L.A. COUNTY SHERIFF’S DEPARTMENT REVISING USE-OF-FORCE POLICIES
By Thomas Himes
Los Angeles Daily News
April 15, 2014
The Los Angeles County Sheriff’s Department is revising its use-of-force policies in response to a precedent-setting court decision.
Under the new policy, investigators will consider how officers acted prior to an incident when determining whether they acted properly. Previously, they were just supposed to focus on the moment when force was used.
“It’s so dramatic, it’s like an about-face from how this county has been doing it,” Supervisor Gloria Molina said.
Under the ruling, force could be deemed unreasonable if the deputy acted negligently leading up to an force incident, attorney Richard Drooyan told supervisors.
Drooyan, who’s been tasked with monitoring the sheriff’s implementation of recommendations made by the Citizen’s Commission on Jail Violence, said current department policies focus on the moment when force is used.
“What I think’s going to happen now is the department’s training is going to be broader to reflect that those tactical decisions have to be viewed as a continuum leading up to the use of force,” Drooyan said.
The California Supreme Court ruling last year deals with a 2006 incident in which San Diego deputies shot and killed a man who was holding a knife in his kitchen. Before firing, the deputies did not warn the man nor tell him to drop the knife, according to court documents.
Assistant Sheriff Terri McDonald told the board that tactics leading up to an incident are always reviewed, but the case takes it to a whole new level. As part of its response to the ruling, the department is revising forms that are filed in follow up to incidents, McDonald said.
The ruling may also increase the county’s potential liability from previous cases that are already headed toward litigation, prompting Molina to ask for a team of attorneys to review those cases again.
Aside from the ruling, Drooyan said the department has progressed in implementing recommendations made by the commission that was formed amid criticism of jailhouse violence and deputy brutality. The last of those recommendations will take through 2016 and 2017 to finish, because of funding limitations, he said.
But a major step forward in reducing jailhouse tensions will start testing Monday when the department puts a pair of body scanners to use at its Inmate Reception Center.
The pilot program was delayed by a few months, because officials with the deputy union were worried radiation being emitted from the new generation of body scanners and concerned about department policies governing their use.
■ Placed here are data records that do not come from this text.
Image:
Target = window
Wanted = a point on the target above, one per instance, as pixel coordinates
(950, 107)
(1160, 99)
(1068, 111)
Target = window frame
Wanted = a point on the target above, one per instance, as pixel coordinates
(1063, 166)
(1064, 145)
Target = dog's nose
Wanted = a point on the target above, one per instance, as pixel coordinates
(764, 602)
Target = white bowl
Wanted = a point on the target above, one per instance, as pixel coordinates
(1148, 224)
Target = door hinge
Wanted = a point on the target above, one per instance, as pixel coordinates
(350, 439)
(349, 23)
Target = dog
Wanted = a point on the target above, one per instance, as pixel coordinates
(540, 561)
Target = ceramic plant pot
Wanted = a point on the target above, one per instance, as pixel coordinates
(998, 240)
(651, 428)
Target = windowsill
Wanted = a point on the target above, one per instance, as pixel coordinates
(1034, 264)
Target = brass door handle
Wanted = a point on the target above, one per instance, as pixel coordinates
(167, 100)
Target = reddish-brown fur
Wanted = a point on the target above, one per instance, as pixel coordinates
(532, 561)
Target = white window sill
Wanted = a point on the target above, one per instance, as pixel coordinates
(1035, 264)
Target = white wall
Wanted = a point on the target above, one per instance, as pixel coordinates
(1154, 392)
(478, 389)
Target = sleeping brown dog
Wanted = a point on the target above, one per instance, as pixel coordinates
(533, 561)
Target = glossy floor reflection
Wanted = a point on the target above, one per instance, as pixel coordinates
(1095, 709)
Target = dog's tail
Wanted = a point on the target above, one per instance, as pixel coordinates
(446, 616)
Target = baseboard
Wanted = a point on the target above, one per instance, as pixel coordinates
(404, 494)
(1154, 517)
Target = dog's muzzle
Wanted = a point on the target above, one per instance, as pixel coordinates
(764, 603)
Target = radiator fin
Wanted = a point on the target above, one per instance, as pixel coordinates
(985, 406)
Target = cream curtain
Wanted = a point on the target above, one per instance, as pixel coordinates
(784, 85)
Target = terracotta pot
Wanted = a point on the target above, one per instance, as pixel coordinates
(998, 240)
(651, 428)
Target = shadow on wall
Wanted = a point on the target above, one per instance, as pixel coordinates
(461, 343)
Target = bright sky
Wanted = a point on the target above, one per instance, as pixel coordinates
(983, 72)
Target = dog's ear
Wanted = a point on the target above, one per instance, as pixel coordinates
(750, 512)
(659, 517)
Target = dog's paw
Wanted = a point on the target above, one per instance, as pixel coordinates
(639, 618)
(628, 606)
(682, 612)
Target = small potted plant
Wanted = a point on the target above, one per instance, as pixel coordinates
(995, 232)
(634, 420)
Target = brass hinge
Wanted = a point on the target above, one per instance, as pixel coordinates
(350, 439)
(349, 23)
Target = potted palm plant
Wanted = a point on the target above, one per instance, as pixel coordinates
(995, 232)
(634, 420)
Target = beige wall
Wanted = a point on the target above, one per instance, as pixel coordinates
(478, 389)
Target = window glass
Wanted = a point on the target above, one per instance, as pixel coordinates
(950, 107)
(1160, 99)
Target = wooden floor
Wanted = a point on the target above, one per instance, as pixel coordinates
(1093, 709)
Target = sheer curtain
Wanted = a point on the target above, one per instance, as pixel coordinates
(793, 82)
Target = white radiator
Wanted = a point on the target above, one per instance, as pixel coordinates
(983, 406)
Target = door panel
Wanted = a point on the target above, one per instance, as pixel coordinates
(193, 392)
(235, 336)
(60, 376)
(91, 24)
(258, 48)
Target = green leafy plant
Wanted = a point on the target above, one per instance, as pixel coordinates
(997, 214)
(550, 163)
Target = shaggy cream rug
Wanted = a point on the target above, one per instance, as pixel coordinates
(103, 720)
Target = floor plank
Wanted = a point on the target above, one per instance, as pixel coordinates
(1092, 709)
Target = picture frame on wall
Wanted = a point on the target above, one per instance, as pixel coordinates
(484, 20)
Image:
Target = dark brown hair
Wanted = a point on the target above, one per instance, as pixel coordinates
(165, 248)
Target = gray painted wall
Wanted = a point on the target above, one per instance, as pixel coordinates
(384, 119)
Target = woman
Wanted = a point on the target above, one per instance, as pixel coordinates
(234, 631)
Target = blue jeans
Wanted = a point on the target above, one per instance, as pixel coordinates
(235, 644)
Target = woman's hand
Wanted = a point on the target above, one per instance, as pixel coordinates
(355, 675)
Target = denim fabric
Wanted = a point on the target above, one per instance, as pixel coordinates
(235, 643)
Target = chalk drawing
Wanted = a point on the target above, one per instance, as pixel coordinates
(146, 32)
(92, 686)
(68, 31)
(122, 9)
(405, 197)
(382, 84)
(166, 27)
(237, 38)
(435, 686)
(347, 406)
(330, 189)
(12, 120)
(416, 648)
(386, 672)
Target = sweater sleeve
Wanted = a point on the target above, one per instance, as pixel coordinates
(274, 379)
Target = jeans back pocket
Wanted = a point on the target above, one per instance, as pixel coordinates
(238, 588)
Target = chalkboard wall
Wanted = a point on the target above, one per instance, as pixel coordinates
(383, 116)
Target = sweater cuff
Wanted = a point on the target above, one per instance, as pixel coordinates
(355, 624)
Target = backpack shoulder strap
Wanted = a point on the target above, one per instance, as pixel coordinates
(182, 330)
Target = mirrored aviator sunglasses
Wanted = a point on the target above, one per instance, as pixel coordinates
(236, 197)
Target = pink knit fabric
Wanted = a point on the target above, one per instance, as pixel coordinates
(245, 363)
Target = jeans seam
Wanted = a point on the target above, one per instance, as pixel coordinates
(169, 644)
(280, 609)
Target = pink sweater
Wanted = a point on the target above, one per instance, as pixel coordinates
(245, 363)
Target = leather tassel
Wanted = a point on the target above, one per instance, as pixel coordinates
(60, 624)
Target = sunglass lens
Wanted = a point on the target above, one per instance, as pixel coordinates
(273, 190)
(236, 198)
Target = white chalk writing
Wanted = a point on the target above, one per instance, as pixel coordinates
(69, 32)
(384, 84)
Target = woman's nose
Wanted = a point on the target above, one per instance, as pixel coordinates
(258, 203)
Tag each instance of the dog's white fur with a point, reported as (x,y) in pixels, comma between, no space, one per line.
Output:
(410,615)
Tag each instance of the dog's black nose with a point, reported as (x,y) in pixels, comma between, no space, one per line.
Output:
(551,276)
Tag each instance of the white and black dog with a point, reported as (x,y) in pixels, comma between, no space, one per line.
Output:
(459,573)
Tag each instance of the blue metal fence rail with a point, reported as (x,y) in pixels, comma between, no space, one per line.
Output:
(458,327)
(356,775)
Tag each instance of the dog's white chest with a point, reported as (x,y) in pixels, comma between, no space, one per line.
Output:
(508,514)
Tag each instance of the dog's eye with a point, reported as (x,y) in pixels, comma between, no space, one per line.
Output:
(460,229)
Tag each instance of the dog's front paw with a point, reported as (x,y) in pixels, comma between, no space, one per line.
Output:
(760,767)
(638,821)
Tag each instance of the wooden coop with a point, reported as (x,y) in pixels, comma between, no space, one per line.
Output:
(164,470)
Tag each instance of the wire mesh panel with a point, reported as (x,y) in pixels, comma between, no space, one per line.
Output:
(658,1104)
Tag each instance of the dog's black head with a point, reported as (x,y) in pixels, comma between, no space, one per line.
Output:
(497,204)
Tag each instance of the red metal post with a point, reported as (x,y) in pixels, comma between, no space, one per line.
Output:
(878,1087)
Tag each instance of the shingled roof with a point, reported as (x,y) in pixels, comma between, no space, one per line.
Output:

Once in place, McDonald said, the scanners will allow inmates to avoid physical searches, while more effectively keeping drugs and other contraband out of jails.
“It allows them in a more dignified way to be subjected to a search,” McDonald said.
Use of force incidents have increased over 2012 and 2013 through the first three months of this year. But 72 percent of those incidents did not result in injury. And the most serious category stands at two reports resulting from a riot in which deputies fired projectiles, which indirectly hit inmates in the head, McDonald said. One altercation that went unreported is being investigated by internal affairs.
Additionally, there have been 14 allegations of excessive force so far this year compared to 95 all last year. One allegation has been deemed unfounded, while the department continues to review the 13 others.